Re: Clarifying what a URL identifies (Four Uses of a URL) from Roy T. Fielding on 2003-01-25 (www-tag@w3.org from January 2003)

From: Roy T. Fielding <fielding@apache.org>
Date: Fri, 24 Jan 2003 19:28:15 -0800
To: Tim Berners-Lee <timbl@w3.org>
Cc: Sandro Hawke <sandro@w3.org>, www-tag@w3.org
Message-Id: <0A16457A-3015-11D7-ACF9-000393753936@apache.org>
> Ok, here is one hook to a difference in the model you and I have,
> Roy.  You point out that the API in libwww basically provides
> the functionality of HTTP, and at the same time gives access
> to FTP and so on.  You use this an an illustration of a theory that
> all URIs have the same interface as HTTP, that HTTP
> extends over the web the interface of libwww in a quite generic
> way, while other protocols only support some of the features.
> Hence the ability of HTTP proxies to provide access to FTP and
> Gopher.
>
> Which is is logical. However, it does not address the range of all
> URI schemes, and of course as HTTP basically doesn't play with
> the fragid, it doesn't involve that at all.

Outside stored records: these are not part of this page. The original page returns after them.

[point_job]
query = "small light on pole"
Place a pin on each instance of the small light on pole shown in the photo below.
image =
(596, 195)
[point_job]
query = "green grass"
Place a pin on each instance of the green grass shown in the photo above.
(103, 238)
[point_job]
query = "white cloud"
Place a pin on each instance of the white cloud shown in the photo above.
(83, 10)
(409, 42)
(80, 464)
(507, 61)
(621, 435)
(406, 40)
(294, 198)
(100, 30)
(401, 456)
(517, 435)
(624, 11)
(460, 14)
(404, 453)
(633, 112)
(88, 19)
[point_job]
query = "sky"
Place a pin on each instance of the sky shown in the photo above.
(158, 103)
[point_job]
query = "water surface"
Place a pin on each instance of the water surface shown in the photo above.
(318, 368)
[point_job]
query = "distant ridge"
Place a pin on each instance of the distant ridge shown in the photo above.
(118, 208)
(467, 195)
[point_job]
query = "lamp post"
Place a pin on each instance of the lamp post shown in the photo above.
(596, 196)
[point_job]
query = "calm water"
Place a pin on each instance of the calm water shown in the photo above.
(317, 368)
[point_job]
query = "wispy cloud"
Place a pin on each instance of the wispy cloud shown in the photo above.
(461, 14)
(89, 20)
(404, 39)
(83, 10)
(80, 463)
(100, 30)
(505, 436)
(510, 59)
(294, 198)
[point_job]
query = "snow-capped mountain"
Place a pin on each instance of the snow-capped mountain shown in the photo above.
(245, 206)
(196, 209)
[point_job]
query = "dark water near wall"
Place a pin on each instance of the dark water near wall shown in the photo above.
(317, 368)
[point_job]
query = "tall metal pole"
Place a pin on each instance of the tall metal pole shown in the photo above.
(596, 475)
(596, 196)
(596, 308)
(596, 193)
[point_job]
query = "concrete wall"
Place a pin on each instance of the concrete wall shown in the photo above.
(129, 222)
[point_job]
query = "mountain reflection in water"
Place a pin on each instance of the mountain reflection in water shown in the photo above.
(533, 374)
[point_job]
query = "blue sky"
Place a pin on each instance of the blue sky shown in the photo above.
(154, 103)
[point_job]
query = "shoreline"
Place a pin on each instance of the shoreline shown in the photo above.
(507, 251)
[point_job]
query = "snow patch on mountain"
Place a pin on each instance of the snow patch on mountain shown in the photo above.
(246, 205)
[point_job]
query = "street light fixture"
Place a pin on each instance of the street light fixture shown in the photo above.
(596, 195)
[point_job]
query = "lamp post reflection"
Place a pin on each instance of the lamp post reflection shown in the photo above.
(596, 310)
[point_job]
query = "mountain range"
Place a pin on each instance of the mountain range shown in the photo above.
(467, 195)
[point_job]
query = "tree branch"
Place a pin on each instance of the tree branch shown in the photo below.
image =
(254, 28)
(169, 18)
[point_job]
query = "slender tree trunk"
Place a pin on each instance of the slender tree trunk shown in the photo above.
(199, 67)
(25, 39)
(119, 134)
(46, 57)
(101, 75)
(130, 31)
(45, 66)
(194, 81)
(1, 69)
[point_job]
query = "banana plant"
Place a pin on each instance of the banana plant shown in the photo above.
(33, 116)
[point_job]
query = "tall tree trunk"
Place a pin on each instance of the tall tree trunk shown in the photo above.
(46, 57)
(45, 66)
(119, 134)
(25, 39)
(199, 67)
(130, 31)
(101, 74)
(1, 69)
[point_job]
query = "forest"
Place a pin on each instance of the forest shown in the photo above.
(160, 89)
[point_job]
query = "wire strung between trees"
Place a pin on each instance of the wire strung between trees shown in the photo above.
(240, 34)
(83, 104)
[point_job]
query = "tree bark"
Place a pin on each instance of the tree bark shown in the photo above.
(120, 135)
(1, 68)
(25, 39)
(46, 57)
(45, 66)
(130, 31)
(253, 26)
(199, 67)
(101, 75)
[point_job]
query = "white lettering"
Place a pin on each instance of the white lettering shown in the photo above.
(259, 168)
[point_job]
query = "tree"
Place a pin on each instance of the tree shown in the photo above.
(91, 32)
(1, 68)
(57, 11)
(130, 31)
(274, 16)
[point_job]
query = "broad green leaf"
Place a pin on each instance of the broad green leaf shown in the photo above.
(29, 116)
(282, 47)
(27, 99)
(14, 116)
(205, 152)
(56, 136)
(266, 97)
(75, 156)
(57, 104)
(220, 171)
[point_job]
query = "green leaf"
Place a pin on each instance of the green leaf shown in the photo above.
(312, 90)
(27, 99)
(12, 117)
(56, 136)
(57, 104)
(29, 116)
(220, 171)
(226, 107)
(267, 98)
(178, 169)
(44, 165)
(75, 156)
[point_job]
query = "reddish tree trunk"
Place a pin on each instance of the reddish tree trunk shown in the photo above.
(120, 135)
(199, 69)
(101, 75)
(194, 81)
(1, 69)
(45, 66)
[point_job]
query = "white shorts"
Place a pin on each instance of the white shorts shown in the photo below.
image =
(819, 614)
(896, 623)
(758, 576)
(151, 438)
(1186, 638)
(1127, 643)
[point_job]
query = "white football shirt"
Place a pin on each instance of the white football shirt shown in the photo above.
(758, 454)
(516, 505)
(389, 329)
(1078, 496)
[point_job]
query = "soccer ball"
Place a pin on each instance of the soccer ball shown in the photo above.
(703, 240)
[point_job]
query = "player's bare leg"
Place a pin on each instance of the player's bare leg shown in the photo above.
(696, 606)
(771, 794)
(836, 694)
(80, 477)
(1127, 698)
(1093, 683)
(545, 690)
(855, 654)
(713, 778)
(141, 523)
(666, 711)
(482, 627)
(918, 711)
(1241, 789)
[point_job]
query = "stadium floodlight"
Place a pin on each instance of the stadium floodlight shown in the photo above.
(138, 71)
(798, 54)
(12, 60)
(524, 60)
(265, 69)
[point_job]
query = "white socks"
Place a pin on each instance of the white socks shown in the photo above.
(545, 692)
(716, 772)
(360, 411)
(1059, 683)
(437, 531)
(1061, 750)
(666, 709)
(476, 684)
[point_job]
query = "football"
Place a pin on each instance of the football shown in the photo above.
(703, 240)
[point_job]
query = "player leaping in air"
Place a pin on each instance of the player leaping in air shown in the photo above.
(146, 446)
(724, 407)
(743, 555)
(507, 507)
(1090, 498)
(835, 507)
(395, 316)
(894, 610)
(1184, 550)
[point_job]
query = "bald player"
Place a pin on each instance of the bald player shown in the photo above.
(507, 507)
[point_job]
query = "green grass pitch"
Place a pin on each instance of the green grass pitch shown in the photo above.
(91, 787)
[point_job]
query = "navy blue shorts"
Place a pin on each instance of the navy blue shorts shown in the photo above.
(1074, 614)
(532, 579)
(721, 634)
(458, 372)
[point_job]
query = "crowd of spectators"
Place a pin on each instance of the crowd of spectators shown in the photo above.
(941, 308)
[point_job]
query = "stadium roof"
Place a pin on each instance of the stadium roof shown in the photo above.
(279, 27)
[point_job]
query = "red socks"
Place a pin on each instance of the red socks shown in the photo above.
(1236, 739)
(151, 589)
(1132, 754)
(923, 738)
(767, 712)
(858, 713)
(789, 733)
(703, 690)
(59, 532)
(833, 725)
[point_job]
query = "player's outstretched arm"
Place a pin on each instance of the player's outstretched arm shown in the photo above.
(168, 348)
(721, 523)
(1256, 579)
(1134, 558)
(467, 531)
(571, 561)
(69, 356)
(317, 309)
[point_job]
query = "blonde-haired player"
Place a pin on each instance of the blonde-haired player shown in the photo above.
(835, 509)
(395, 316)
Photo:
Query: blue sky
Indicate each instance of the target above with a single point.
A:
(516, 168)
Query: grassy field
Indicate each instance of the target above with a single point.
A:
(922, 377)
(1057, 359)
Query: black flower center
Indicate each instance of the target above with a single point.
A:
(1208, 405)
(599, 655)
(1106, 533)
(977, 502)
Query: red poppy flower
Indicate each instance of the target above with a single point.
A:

It only needs to address those schemes for which a representation
is a useful and desirable thing, and in those cases it does so.
It doesn't play with the fragid because the fragid is not a first-class
identifier in the system -- it is impossible to do anything other
than GET or name-equivalence on a fragment.  AFAIK, that is true
within the Semantic Web as well, so I don't know where you are
going with this.

> It is a reasonable bit of software design for libwww to generalize
> where generalization can be done, and it is not surprising that
> HTTP, as a later design, "embraces and extends"  FTP.
> And HTTP is in fact a good model for the Web, and the category of
> URIs for which this model holds (http, https, ftp, gopher)
> are important, because they form a web of network information
> objects.  (I'm happy to call that the Web, and exclude "Web" Services,
> by the way. We can call them "Internet Services" if you like.
> I think this so far if what you call the REST model.).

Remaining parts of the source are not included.